しかし、あのレッスンの中には、様々な角度からの音楽についての奥深い内容が含まれていて、レベルが高すぎると、切り離してしまうのは、余りに勿体無い。
きっとルイサダ先生もそんな風に思わないで…とおっしゃるに違いありません。

例えば、ルイサダ先生のピアノの上手さの1つに、カンタービレがあります。
打弦楽器であるピアノで、音の響きをつなげて音楽を歌っていくには、良い耳が不可欠。
TVからの音なのにも関わらず、短い部分を片手で弾くだけでも、生徒さんと先生に違いが出るのを目の当たりにできるのは、カンタービレの奏法に触れる、良いチャンスです。
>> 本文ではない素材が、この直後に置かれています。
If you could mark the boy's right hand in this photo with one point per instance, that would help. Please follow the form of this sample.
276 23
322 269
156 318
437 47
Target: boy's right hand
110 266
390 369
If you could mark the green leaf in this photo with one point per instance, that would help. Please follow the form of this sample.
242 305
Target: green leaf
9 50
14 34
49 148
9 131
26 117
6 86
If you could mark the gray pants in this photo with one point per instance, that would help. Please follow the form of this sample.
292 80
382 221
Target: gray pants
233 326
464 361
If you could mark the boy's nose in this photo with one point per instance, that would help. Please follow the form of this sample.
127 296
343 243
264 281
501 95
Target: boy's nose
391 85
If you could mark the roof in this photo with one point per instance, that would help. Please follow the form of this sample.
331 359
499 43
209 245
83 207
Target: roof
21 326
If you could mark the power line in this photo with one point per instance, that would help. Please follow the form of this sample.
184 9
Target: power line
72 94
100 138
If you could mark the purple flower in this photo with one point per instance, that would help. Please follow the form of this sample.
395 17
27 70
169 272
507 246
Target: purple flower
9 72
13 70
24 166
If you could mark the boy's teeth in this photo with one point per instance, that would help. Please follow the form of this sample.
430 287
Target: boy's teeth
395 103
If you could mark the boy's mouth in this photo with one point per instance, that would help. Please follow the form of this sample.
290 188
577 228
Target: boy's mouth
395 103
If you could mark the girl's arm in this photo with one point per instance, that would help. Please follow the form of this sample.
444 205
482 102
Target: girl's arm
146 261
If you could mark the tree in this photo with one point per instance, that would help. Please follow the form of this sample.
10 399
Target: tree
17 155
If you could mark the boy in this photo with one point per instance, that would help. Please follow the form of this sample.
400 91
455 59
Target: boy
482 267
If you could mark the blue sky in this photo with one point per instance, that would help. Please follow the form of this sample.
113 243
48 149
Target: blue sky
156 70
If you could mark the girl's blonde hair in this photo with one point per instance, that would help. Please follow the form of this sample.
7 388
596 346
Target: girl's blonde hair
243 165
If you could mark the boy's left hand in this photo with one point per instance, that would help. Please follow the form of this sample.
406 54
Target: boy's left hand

また、ルイサダ先生の演奏を、よく楽譜どおりではない…という人が居ますが、そういう方は、楽譜の表面しか見ていないことを、自ら告白しているようなものです。
ピアノを真面目に勉強した経験がある方なら、楽譜を読むというのは、楽譜の後ろに隠れている音楽を読むことだ…というのは良くご存知だと思いますが、そういう意味では、ルイサダ先生の演奏はショパンの楽譜にかなり忠実です。
(ウソだと思う方は、他の何人かのピアニストの演奏とルイサダ先生の演奏を、信頼できる楽譜を見ながら、よく聴きくらべてください)
忠実ではないように見えるところも、レッスンでお話をうかがうと、ショパンの直筆譜を見て研究した結果だったり、ヨーロッパのピアニストに伝わっている弾き方だったりするので、決して自分勝手に感情の赴くままに弾いているわけではありません。
それをそのまま弾いてしまっては、説明がましい非音楽的な演奏になってしまいますが、ルイサダ先生のすごいところは、楽譜に忠実な音楽をご自分の中に落としこんで、新たにそこで生まれたような音楽として再現している点です。
そういう点で、ルイサダ先生の演奏は、ファンタジーに溢れているにもかかわらず、いえ、だからこそ、楽譜どおりに…という言葉の本当の意味を教えてくれる演奏だといえます。

他にもいろいろありますが、またの機会に。
11月末まであと3ヶ月。今月末からは、滅多にみられない、ショパンのピアノ協奏曲のレッスンも見られるそうです。
まだご覧になっていない方も、是非、ご覧になってみてください。